Spring has now sprung! There is blossom on the trees and hawthorn hedges are leafing up, along with the cheery blooms of daffodils and primroses enjoying the sunshine between the rain showers. Now is a great time to start sowing and planting outdoors but be mindful there is still the risk of occasional frosts. Here is a list of things to do in the garden at the end of March and through April:
Keep weeds under control before they get a hold
Weeds can be controlled with the help of weedkillers or by cultural and organic control measures that rely on killing or restricting the weeds physically. This can be done by removing them manually, smothering weeds with plastic, burning or by using weed barriers.
Protect fruit blossom and non-hardy plants from frost
Most top fruit and soft fruit are very hardy but once they start spring growth the flowers and buds are particularly vulnerable to frosts. You can protect frost sensitive plants by wrapping in fleece or by using a cloche.
Sow hardy annuals and herb seeds
Many vegetables, annuals, biennials and herbaceous plants can be grown from seed sown outdoors. The secret to success is to prepare a good seedbed, free of weeds and with a crumble-like soil-surface texture.

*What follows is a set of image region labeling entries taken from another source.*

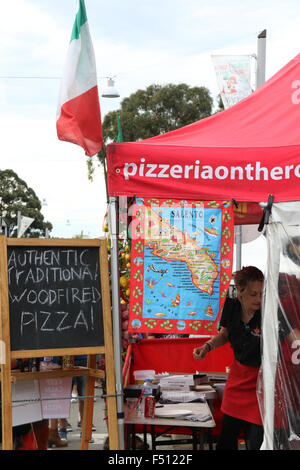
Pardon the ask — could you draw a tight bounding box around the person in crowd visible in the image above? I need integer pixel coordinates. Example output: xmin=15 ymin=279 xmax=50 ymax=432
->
xmin=72 ymin=355 xmax=96 ymax=443
xmin=193 ymin=266 xmax=264 ymax=450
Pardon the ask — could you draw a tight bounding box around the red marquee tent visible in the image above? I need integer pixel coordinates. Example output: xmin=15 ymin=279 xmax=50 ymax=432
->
xmin=107 ymin=54 xmax=300 ymax=202
xmin=107 ymin=54 xmax=300 ymax=449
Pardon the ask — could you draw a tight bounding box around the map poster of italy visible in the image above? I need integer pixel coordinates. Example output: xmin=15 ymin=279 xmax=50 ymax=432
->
xmin=129 ymin=198 xmax=234 ymax=335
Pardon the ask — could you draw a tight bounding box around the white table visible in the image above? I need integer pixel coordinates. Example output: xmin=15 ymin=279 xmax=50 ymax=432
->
xmin=124 ymin=402 xmax=216 ymax=450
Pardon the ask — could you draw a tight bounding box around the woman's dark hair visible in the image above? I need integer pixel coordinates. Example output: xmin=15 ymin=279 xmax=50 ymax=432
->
xmin=233 ymin=266 xmax=264 ymax=291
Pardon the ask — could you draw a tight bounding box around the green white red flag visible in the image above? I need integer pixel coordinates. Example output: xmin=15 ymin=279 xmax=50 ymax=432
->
xmin=56 ymin=0 xmax=103 ymax=157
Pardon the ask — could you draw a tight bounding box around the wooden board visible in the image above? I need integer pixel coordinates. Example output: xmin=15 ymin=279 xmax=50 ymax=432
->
xmin=0 ymin=236 xmax=119 ymax=450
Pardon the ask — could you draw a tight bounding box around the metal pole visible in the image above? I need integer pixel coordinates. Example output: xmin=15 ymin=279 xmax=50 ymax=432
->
xmin=109 ymin=197 xmax=124 ymax=450
xmin=235 ymin=29 xmax=267 ymax=271
xmin=256 ymin=29 xmax=267 ymax=88
xmin=235 ymin=225 xmax=243 ymax=271
xmin=17 ymin=211 xmax=21 ymax=237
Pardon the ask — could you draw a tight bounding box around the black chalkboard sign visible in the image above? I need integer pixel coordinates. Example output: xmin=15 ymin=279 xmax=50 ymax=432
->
xmin=7 ymin=243 xmax=104 ymax=351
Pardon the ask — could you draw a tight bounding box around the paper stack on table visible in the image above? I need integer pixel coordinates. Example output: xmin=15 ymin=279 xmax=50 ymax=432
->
xmin=161 ymin=390 xmax=205 ymax=403
xmin=159 ymin=374 xmax=194 ymax=391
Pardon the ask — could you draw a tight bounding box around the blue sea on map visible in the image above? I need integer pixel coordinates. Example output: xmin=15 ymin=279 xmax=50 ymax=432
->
xmin=143 ymin=206 xmax=222 ymax=321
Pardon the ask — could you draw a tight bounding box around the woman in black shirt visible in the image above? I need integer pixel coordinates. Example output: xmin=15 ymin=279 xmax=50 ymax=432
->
xmin=193 ymin=266 xmax=264 ymax=450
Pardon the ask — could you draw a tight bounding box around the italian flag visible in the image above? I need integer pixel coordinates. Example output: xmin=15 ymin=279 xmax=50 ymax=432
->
xmin=56 ymin=0 xmax=103 ymax=157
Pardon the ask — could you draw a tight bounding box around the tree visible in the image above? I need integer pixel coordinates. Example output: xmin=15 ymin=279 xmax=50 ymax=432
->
xmin=102 ymin=83 xmax=213 ymax=143
xmin=0 ymin=170 xmax=53 ymax=238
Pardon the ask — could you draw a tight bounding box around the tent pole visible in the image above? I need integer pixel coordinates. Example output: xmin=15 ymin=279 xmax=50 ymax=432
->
xmin=235 ymin=225 xmax=242 ymax=271
xmin=109 ymin=197 xmax=124 ymax=450
xmin=256 ymin=29 xmax=267 ymax=88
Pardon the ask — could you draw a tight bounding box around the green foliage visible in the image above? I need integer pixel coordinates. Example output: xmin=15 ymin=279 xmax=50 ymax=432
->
xmin=0 ymin=170 xmax=52 ymax=238
xmin=102 ymin=83 xmax=213 ymax=143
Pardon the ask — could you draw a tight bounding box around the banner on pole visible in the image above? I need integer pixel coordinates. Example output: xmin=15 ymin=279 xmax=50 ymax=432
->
xmin=212 ymin=55 xmax=252 ymax=109
xmin=17 ymin=215 xmax=34 ymax=238
xmin=129 ymin=198 xmax=234 ymax=335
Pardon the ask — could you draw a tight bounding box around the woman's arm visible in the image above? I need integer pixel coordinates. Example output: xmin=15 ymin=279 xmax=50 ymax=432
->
xmin=193 ymin=326 xmax=228 ymax=359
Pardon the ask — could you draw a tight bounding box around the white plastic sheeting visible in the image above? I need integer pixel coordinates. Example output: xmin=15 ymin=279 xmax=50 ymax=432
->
xmin=257 ymin=202 xmax=300 ymax=450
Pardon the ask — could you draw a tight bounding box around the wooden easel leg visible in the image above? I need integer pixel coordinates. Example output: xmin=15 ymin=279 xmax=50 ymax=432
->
xmin=80 ymin=355 xmax=96 ymax=450
xmin=0 ymin=236 xmax=13 ymax=450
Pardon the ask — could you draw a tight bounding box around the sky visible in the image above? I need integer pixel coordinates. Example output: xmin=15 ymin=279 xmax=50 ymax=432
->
xmin=0 ymin=0 xmax=300 ymax=270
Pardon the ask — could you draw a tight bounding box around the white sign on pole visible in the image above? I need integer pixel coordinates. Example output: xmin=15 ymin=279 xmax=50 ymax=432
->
xmin=212 ymin=55 xmax=252 ymax=109
xmin=11 ymin=380 xmax=43 ymax=426
xmin=17 ymin=215 xmax=34 ymax=238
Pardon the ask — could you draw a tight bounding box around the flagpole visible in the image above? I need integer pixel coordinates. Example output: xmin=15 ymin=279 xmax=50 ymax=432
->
xmin=109 ymin=197 xmax=124 ymax=450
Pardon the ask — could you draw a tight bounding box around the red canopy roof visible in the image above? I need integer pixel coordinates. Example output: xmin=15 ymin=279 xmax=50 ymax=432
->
xmin=108 ymin=54 xmax=300 ymax=202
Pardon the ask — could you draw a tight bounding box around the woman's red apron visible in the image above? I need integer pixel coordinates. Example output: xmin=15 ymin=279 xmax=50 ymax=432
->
xmin=221 ymin=359 xmax=262 ymax=425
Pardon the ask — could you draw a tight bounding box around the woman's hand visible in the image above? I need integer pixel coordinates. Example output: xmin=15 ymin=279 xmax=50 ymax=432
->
xmin=193 ymin=343 xmax=209 ymax=360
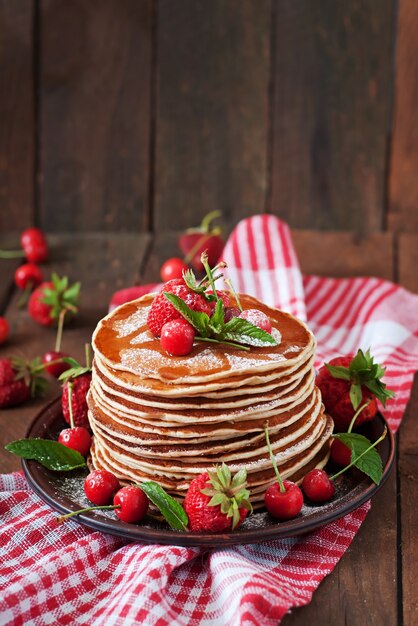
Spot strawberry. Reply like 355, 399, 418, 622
0, 357, 46, 409
147, 278, 211, 337
183, 463, 252, 532
28, 273, 80, 326
59, 345, 91, 428
316, 350, 394, 432
178, 211, 224, 272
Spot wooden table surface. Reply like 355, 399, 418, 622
0, 231, 418, 626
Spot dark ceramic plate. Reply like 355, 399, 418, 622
22, 400, 394, 547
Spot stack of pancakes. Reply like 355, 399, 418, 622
88, 295, 332, 505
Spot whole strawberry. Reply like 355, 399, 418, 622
59, 346, 91, 428
316, 350, 394, 432
28, 273, 80, 326
147, 278, 211, 337
178, 211, 224, 272
183, 463, 252, 532
0, 357, 47, 409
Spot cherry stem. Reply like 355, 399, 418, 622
55, 309, 67, 352
0, 250, 25, 259
57, 504, 121, 524
225, 278, 243, 311
200, 210, 222, 233
347, 400, 370, 433
329, 426, 388, 480
68, 380, 74, 428
264, 423, 286, 493
195, 335, 250, 352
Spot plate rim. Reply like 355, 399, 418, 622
22, 398, 395, 548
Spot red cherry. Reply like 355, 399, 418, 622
160, 257, 189, 283
20, 228, 48, 263
58, 426, 91, 456
0, 317, 10, 345
160, 318, 195, 356
15, 263, 43, 290
331, 439, 351, 467
84, 470, 120, 506
42, 350, 71, 378
302, 469, 335, 502
264, 480, 303, 520
113, 485, 149, 524
238, 309, 272, 333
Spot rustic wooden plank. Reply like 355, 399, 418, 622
155, 0, 270, 231
0, 0, 35, 231
270, 0, 395, 232
292, 229, 395, 280
388, 0, 418, 232
399, 234, 418, 626
398, 233, 418, 293
0, 235, 148, 472
40, 0, 152, 232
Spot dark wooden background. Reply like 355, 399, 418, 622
0, 0, 418, 235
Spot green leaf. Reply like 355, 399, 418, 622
350, 383, 363, 410
216, 317, 277, 348
325, 363, 351, 380
164, 291, 210, 337
138, 481, 189, 530
334, 433, 383, 485
5, 439, 86, 472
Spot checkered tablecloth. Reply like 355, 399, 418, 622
0, 215, 418, 626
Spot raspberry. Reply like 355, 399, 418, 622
160, 318, 195, 356
147, 278, 211, 337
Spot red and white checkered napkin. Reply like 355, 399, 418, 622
0, 215, 418, 626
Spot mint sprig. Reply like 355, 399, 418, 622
164, 291, 277, 348
138, 480, 189, 530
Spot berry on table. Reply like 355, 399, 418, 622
58, 426, 91, 456
0, 316, 10, 345
160, 257, 188, 283
160, 318, 195, 356
84, 469, 120, 506
113, 485, 149, 524
302, 469, 335, 502
264, 424, 303, 521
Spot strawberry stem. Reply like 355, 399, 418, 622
55, 309, 67, 352
68, 380, 74, 428
57, 504, 121, 524
264, 422, 286, 493
329, 426, 388, 480
347, 400, 370, 433
225, 278, 243, 311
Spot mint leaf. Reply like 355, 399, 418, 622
325, 363, 351, 380
334, 433, 383, 485
216, 317, 277, 348
4, 439, 86, 472
350, 383, 363, 410
164, 291, 210, 337
138, 481, 189, 530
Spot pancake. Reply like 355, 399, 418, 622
88, 294, 333, 506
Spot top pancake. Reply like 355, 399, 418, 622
93, 294, 315, 386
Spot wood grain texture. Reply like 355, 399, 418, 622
270, 0, 394, 233
155, 0, 271, 231
0, 0, 35, 232
40, 0, 152, 232
399, 234, 418, 626
388, 0, 418, 232
0, 235, 148, 472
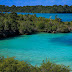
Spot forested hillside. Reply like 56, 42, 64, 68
0, 5, 72, 13
0, 12, 72, 39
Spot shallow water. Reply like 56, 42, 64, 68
3, 12, 72, 22
0, 33, 72, 67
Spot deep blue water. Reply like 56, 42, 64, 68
1, 12, 72, 22
0, 33, 72, 67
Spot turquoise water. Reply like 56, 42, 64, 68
1, 12, 72, 22
0, 33, 72, 67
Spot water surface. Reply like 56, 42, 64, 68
0, 33, 72, 67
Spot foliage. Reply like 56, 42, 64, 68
0, 12, 72, 39
0, 57, 70, 72
0, 5, 72, 13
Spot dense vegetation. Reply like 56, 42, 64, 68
0, 57, 70, 72
0, 12, 72, 39
0, 5, 72, 13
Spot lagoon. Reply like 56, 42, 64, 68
0, 33, 72, 67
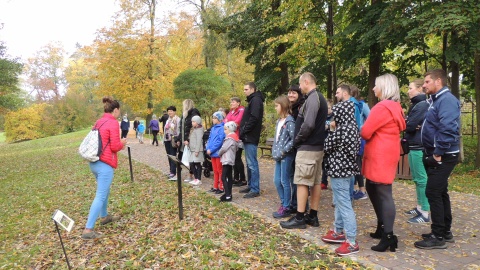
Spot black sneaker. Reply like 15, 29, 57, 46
422, 231, 455, 243
240, 187, 250, 193
415, 234, 447, 249
304, 214, 320, 227
243, 192, 260, 199
233, 180, 247, 187
280, 216, 307, 229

Sow new lawns and repair any bare patches
Patches in lawns can appear for a number of reasons and when they do, it is always advisable to repair them. Re-seeding or turfing these areas will prevent weeds germinating in the bare patches, and of course, it will look much better. It is best to repair these areas in the spring or autumn.
Top dress containers
Growing plants in containers is a great way to bring life and colour into otherwise dull spots in your garden such as patios, balconies and even window boxes. Almost any plant can be grown in a container.

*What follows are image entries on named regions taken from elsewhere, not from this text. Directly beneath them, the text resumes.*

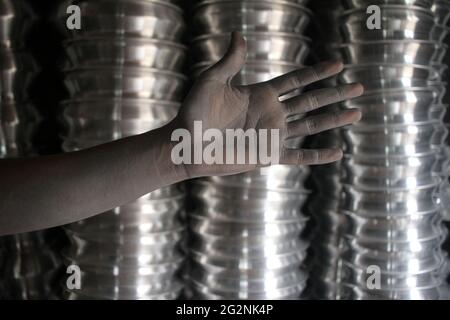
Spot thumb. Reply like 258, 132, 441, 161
205, 31, 247, 82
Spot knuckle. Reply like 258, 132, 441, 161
306, 93, 319, 111
331, 111, 341, 127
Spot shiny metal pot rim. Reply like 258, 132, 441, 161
193, 0, 312, 12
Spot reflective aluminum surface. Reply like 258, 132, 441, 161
191, 32, 309, 64
192, 0, 310, 34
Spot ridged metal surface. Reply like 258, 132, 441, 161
336, 1, 450, 299
0, 0, 61, 300
305, 0, 343, 300
60, 0, 187, 299
188, 0, 310, 299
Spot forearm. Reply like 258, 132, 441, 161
0, 121, 185, 235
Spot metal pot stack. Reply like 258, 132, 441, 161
189, 0, 310, 299
59, 0, 187, 299
305, 0, 343, 299
0, 0, 38, 157
0, 0, 61, 300
338, 0, 447, 299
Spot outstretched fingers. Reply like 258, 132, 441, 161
283, 83, 364, 117
286, 109, 361, 139
268, 60, 344, 96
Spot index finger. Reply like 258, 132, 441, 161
268, 59, 344, 96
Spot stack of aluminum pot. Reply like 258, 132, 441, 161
0, 0, 60, 299
337, 0, 447, 299
305, 0, 343, 299
189, 0, 310, 299
59, 0, 186, 299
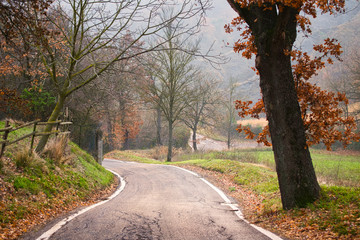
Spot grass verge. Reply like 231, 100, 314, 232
0, 120, 117, 239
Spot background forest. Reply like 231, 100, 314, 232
0, 1, 360, 152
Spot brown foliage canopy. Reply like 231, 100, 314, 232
225, 0, 360, 150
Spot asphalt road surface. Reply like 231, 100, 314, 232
32, 160, 278, 240
189, 134, 260, 151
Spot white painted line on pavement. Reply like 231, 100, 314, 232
36, 169, 126, 240
173, 166, 283, 240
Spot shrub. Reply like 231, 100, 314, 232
14, 150, 36, 168
43, 136, 72, 165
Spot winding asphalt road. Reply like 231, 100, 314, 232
30, 159, 282, 240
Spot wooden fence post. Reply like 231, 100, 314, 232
30, 122, 38, 154
0, 120, 10, 158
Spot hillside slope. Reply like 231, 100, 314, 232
0, 122, 116, 239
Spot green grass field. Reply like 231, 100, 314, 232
178, 148, 360, 187
106, 149, 360, 240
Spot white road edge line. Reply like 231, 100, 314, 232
36, 169, 126, 240
169, 165, 283, 240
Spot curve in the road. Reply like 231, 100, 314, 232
33, 159, 281, 240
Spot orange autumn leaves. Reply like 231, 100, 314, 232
235, 39, 360, 150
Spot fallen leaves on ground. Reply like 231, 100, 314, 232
0, 169, 118, 240
182, 165, 360, 240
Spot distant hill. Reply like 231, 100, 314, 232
201, 0, 360, 101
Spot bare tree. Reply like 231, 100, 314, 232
147, 23, 197, 161
181, 73, 221, 151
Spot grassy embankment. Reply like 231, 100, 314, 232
0, 122, 115, 239
108, 149, 360, 239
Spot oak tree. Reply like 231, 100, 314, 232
32, 0, 211, 151
225, 0, 356, 209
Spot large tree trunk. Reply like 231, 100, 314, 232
255, 5, 320, 209
228, 0, 320, 209
192, 127, 197, 151
156, 107, 162, 146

Plant summer flowering bulbs
Bulbs are great for adding colour to your garden. Planting summer-flowering bulbs such as lilies and gladioli can provide dramatic, tall blooms that are scented.
Put up some bird boxes
Birds will be looking for suitable places to nest and bird boxes increase their choice of nesting sites. Bird boxes hung on walls tend to be safer from predators such as cats than those hung on trees. A north or north-east facing position is best as strong sun can make nest boxes too hot and uninviting.